Prompt: A Hat (300 words or less)

It’s Sunday afternoon. A man and a woman, both in their late sixties, sit side by side on the cafeteria-style chairs. I watch them from a distance of two tables away. The man and the woman are husband and wife. They have been married for over forty years. The chairs are uncomfortable. So are the man and the woman. They don’t want to be here. They live in Queens. They don’t like to come into the city, which is what they call Manhattan, although there is nothing much Manhattan-like about this part of Manhattan. I’d never say that this couple looks younger than they are, because they don’t, but they seem to be from another time, like they’ve been jettisoned from the 1950s or ’60s to now, to the first days of 2009. It could be because of their hats. Despite the fact that it is warm, stuffy even, in this dining room, neither of them has yet to take off their coat or hat. They look as if they don’t plan to stay more than a couple of minutes. The woman has unbuttoned her coat, but the man has not. His coat is the kind often referred to as a car coat, which is something between a traditional coat and a jacket. It’s gray, not 100-percent wool, but a wool blend with pile lining and knit cuffs. His hands are jammed in the pockets and, although I can’t see them, I imagine they are balled into fists. The woman’s coat is her good coat, the one she wears on Sundays and special occasions. It’s navy blue. She got it on sale at Macy’s nine years before. Folded neatly in her pocketbook is her ivory-colored church veil, which is 100-percent polyester. Her pocketbook is on her lap, and she grips the strap with both hands. His hat a Donegal tweed flat cap, brown and beige, with a snap brim. It came from Ireland and cost a pretty penny. The man never would’ve spent that kind of money for a hat, but his brother, who might or might not be into something crooked, bought it for him at least twenty years ago. Although he has never said this to anyone, the man loves the hat and in the winter months, he rarely takes it off. In the summer, he keeps it on the top of his closet in a ziplock bag to prevent the moths from getting at it. The woman’s hat is hand-crocheted, a cross between a beret and a beanie, and the yarn is blue ombré, festooned with a pom-pom on top. She did not crochet the hat herself. She doesn’t have a knack for that sort of thing.
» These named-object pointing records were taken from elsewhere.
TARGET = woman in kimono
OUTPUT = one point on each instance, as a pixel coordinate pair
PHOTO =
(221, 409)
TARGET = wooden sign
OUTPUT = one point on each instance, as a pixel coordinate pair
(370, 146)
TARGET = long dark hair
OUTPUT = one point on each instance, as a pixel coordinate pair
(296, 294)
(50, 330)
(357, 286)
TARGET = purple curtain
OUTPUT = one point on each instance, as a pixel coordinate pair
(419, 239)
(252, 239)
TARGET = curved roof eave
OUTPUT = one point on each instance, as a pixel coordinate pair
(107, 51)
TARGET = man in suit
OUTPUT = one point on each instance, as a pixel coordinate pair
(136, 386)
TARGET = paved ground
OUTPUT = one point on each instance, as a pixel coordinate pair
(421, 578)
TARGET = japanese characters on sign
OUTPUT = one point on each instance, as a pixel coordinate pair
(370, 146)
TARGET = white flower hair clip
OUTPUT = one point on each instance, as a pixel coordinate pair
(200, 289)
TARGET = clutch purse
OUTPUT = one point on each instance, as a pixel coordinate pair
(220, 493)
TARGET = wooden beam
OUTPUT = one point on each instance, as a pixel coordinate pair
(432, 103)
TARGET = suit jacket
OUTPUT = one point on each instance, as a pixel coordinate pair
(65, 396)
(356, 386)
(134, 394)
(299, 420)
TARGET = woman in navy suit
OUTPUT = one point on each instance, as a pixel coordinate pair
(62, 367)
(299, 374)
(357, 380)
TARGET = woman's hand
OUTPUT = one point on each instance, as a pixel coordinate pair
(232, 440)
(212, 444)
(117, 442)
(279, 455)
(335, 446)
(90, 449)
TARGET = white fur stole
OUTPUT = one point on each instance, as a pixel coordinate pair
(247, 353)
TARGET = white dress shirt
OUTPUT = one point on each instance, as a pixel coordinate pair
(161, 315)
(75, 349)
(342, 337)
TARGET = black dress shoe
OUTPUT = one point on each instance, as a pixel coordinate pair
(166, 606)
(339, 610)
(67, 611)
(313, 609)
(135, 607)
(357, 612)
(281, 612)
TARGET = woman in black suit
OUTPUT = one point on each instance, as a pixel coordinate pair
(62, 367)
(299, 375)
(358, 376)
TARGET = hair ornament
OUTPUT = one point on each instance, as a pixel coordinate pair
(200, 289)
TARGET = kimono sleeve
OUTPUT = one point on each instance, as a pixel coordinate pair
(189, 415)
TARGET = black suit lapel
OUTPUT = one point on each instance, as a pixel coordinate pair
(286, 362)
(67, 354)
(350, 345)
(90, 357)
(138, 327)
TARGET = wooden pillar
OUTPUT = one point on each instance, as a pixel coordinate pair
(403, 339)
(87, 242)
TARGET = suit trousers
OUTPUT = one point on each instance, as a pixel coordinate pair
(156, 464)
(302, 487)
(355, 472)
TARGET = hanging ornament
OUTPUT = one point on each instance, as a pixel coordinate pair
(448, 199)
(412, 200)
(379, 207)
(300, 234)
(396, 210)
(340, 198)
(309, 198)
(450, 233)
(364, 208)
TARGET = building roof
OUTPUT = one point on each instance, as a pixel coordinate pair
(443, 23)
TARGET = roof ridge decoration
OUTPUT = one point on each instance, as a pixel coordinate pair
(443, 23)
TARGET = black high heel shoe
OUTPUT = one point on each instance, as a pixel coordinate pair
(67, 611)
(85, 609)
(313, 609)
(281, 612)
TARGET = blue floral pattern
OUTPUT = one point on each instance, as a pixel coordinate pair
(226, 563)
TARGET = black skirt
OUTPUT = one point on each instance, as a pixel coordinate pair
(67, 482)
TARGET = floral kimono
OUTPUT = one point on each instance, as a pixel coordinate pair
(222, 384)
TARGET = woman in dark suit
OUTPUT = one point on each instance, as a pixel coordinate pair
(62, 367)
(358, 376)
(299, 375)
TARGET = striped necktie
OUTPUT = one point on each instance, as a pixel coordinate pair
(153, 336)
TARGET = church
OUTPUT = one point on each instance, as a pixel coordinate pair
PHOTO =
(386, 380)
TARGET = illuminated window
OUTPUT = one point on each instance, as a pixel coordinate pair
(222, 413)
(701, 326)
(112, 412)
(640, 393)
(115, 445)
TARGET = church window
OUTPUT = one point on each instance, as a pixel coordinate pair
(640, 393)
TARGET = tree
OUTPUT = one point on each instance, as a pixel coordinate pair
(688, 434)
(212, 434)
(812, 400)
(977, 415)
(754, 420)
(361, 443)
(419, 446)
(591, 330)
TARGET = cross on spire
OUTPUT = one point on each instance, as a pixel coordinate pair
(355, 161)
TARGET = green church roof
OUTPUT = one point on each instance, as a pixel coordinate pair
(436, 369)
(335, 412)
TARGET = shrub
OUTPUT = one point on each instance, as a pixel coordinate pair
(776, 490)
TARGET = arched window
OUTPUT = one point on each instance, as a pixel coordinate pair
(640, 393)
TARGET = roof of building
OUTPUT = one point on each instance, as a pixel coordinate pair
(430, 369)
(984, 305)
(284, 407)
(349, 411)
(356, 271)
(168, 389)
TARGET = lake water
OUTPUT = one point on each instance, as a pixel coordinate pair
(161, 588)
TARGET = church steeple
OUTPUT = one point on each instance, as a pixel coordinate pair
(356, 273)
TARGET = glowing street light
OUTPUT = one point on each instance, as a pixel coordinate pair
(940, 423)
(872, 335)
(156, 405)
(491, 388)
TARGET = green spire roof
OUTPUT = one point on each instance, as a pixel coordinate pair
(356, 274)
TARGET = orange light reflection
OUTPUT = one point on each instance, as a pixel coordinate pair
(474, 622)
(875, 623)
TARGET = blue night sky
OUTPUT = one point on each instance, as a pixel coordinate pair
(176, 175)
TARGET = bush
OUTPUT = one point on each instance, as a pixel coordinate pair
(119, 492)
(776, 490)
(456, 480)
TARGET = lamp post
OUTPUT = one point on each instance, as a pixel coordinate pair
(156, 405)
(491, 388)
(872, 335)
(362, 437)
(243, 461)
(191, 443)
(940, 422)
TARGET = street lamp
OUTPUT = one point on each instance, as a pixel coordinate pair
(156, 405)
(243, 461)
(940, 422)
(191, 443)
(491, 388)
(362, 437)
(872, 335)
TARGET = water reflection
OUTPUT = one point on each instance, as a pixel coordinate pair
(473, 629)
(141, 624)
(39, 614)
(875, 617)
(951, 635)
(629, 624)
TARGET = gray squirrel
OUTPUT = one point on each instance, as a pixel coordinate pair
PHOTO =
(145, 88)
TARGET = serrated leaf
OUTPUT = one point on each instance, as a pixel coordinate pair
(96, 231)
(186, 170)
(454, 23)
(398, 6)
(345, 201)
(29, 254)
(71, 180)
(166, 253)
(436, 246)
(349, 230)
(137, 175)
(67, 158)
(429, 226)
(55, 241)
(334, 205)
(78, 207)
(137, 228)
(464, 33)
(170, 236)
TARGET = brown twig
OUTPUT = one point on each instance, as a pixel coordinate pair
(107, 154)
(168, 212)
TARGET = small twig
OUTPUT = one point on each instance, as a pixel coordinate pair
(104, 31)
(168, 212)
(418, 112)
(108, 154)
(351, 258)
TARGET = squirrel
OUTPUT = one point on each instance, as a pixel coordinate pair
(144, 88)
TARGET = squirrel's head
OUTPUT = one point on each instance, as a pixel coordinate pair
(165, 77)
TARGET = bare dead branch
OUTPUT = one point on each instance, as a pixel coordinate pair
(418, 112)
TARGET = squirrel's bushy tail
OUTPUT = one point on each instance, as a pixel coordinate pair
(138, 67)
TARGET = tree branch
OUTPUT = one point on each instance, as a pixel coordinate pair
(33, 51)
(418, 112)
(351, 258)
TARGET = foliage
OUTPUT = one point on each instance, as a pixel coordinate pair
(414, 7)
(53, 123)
They want nothing to do with their daughter, but they felt obligated to visit because it’s her birthday. A drug addict. That’s what she is. A drug addict who twice now, twice, without repenting either time, tried to kill herself, as if she didn’t know that suicide is a mortal sin. Oh, she knew, but she didn’t give a good goddamn about anyone, not her parents, not the Church, nothing except some filthy cat. To think, she was once a nurse in this same hospital where she is now housed with drug-addicted mentally insane psychopaths and whatever else. “How the mighty have fallen,” her mother says to her.

Her father refuses to speak to her, not even to say hello. He takes off his hat and examines it, flicking away a speck of lint.

“Have you made any plans for when you get out of here?” her mother asks. “If they let you out, that is.”

“I’m going to get a cat,” the daughter tells her parents.

Her father’s face flushes a deep red, the result of a spike in his blood pressure. He stands up, puts his hat back on his head.

Her mother gets up, too. They’ve had enough. They’re leaving. Her father tells her, “You’ve brought us nothing but disgrace.” He adjusts the brim of his cap. His face is even redder than it was before.

She doesn’t know what to say, and then she does. She says, “I hope you stroke out, you fuck.”

 

*The truth is that this never happened. Her parents have never come to visit.